ドイツでは、フラウンホーファー協会が、明確なグランドデザインに基づき、公的研究機関を中心とした大学や産業界との連携によるイノベーションを推進する産学の橋渡しの機能を担っている。フラウンホーファー協会では、産業界との連携を促進するための評価基準や予算配分モデル、技術移転・ベンチャー支援など充実した体制を整備しており、「フラウンホーファーモデル」として、評価されている。
国内のオープンイノベーションの事例では、オリンパスやKDDI、小松製作所などの事例が紹介されている。オリンパスでは、「オープンプラットフォームカメラ(Open Platform Camera:OPC) Hack & Make Project」という自社の技術をオープンにし、デベロッパー、クリエイター、ユーザーと共に新しい写真体験を開拓するプロジェクトを進めている。
このプロジェクトでは、オープンプラットフォームでカメラのアクセサリーやアプリケーションを共同で開発を進め、ハッカソンやアイデアソン、ワークショップを開催し、自社製品のファンとコミュニティの創出、コミュニティを通した新たな価値の創造に向けて、取組んでいる。
海外の事例では、GoogleやSamsung、P&G、Philipsなどの事例が紹介されている。P&Gでは、2001年に、自前主義からの脱却を掲げ、外部連携によるイノベーション比率を50%まで高める目標を設定した。
P&Gでは、オープンイノベーション専門部署を設置し、7000人の研究者やサプライヤーのネットワークなど自社の研究開発資産と外部の技術を有機的に融合。
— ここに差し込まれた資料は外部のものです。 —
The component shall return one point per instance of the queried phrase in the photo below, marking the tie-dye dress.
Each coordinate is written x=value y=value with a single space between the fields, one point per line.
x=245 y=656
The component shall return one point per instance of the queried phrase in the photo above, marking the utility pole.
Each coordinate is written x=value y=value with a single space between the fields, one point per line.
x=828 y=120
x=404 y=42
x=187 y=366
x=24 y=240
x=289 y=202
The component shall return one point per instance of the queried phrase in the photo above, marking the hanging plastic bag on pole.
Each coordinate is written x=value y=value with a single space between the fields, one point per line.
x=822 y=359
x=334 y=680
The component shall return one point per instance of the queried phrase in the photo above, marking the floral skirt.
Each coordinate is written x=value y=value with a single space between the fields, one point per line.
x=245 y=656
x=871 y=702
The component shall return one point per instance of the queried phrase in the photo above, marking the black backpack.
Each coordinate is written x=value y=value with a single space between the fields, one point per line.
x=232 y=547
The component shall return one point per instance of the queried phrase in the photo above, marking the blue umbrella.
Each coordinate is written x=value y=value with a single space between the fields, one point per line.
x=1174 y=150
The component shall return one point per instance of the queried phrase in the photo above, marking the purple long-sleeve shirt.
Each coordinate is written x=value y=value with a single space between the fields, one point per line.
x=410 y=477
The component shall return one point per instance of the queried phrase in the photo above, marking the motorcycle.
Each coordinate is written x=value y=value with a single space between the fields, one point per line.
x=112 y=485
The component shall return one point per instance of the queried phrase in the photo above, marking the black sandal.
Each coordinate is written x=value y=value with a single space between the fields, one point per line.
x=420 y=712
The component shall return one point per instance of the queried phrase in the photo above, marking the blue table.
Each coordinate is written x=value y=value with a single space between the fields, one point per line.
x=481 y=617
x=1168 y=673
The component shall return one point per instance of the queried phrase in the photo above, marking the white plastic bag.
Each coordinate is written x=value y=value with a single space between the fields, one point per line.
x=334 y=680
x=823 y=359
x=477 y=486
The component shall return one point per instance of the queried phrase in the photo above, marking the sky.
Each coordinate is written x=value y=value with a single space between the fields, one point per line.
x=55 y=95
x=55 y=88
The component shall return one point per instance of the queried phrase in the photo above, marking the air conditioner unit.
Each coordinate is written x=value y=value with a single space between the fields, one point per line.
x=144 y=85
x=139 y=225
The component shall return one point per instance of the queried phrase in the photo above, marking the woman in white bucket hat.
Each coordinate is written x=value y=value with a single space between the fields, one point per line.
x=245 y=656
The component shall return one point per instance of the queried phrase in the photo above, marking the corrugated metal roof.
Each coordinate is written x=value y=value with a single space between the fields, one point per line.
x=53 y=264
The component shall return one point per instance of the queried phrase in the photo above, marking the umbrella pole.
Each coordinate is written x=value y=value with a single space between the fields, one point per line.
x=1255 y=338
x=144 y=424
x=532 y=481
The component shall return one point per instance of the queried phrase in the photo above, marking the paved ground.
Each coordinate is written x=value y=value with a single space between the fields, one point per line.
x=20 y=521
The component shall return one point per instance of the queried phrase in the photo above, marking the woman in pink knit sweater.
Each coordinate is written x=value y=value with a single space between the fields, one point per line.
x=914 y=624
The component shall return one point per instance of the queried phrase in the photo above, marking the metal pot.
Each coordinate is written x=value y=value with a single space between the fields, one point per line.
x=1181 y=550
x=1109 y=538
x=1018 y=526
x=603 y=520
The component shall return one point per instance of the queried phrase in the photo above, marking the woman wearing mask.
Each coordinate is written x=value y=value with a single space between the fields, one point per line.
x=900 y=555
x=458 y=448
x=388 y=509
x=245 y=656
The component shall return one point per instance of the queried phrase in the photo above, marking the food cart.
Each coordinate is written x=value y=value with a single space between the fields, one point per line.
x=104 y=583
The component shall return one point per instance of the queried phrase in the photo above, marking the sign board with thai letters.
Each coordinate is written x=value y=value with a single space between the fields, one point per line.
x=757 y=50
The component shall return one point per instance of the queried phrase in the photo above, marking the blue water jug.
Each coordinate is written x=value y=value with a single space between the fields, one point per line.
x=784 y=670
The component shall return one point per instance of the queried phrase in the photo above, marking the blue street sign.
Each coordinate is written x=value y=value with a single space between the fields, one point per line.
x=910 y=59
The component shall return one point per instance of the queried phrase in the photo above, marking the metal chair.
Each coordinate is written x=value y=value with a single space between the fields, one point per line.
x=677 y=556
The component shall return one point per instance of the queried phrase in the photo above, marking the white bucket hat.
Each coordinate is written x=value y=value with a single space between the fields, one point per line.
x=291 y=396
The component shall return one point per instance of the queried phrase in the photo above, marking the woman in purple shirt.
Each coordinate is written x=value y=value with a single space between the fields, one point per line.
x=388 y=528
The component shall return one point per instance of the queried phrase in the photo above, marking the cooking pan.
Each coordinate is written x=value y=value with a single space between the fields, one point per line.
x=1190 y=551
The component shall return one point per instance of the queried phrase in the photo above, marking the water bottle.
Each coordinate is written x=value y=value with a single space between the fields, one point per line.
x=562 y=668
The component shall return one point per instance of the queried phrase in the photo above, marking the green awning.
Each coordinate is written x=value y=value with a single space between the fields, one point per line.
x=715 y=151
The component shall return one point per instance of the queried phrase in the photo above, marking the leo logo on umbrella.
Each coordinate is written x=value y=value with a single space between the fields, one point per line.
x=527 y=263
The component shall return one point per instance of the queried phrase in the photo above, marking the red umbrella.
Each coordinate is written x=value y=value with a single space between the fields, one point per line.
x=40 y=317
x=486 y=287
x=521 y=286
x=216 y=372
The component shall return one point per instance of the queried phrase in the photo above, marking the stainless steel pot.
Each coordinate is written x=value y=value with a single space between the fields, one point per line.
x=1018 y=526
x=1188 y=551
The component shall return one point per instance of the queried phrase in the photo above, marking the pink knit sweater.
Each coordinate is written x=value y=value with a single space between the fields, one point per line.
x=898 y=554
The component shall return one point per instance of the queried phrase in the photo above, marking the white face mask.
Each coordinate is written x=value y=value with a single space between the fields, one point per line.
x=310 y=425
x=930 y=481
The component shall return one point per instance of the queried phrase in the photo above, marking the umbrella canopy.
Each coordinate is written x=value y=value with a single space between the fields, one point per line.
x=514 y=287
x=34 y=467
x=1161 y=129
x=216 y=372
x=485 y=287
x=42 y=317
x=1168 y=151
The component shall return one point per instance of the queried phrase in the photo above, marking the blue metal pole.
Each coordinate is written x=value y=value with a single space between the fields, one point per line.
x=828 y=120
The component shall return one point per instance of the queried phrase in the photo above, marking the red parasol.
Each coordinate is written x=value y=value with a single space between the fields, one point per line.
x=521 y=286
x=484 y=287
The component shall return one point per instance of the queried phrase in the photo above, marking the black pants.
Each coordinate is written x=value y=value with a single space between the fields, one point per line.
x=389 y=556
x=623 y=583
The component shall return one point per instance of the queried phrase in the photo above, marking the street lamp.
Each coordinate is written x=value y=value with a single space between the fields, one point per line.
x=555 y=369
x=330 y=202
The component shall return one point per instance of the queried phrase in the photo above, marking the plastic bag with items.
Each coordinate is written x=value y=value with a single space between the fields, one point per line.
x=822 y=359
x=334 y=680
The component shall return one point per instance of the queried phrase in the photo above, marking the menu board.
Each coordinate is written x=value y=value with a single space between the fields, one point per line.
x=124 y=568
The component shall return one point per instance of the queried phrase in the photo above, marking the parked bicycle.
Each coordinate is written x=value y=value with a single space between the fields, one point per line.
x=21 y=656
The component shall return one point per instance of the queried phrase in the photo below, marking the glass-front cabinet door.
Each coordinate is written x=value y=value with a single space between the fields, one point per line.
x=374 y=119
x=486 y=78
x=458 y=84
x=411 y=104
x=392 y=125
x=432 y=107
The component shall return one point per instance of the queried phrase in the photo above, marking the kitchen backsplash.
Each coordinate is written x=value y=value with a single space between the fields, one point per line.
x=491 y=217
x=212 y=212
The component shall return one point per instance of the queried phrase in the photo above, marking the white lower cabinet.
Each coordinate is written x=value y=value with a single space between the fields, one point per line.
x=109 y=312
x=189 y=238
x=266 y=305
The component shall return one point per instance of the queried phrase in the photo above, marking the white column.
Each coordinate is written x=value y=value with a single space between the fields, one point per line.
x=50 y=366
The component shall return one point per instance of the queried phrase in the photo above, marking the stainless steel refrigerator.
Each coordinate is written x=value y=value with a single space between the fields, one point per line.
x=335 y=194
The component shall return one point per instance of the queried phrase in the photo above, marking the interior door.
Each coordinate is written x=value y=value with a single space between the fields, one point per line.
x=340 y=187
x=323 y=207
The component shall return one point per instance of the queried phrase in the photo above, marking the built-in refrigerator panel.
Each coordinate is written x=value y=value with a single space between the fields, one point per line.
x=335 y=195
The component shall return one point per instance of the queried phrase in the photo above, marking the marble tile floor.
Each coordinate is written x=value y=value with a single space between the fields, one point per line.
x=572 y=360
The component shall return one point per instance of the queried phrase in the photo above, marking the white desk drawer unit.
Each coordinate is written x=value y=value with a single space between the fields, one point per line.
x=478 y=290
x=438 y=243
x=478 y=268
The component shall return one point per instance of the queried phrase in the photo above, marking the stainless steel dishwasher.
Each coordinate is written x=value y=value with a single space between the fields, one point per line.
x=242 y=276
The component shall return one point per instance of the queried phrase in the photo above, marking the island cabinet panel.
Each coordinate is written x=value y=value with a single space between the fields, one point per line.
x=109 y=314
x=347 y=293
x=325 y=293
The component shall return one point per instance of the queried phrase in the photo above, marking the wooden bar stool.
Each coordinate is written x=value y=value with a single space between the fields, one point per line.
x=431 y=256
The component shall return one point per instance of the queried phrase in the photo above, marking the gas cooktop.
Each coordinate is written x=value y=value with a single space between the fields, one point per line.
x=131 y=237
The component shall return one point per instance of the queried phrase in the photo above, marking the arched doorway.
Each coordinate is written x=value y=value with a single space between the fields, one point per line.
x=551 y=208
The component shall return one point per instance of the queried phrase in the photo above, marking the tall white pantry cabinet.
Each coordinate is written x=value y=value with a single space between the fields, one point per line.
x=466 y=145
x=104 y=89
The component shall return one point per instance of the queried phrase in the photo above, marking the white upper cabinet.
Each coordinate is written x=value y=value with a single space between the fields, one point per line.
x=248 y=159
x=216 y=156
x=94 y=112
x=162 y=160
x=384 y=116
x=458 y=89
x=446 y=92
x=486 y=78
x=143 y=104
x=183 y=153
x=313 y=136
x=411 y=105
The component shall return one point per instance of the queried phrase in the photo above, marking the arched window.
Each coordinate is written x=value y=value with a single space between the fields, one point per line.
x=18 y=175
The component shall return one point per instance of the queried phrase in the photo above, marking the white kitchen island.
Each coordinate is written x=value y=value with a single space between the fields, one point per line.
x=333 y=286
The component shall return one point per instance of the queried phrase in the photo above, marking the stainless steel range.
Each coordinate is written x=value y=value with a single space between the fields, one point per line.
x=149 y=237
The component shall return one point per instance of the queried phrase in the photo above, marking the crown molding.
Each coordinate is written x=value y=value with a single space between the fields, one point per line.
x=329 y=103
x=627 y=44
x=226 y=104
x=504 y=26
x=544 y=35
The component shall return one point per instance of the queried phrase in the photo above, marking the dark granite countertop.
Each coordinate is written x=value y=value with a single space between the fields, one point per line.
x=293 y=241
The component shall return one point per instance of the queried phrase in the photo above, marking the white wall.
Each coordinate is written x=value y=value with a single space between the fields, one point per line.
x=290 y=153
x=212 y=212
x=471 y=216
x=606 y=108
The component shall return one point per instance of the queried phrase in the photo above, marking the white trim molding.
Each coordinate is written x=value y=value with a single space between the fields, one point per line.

革新的なサービスや製品を生み出す仕組みを創造し、現在では、オープンイノベーション人材が育成され、ノウハウが蓄積・共有されたことで、オープンイノベーションが企業文化として醸成されている。
国内外の事例をみてみると、オープンイノベーションの推進には、経営増によるトップダウンやボトムアップ、社内文化の醸成や人材育成の組織づくりに加えて、オープンイノベーションを推進する専門部署の設置など、多様な仕組みの組み合わせを活用している。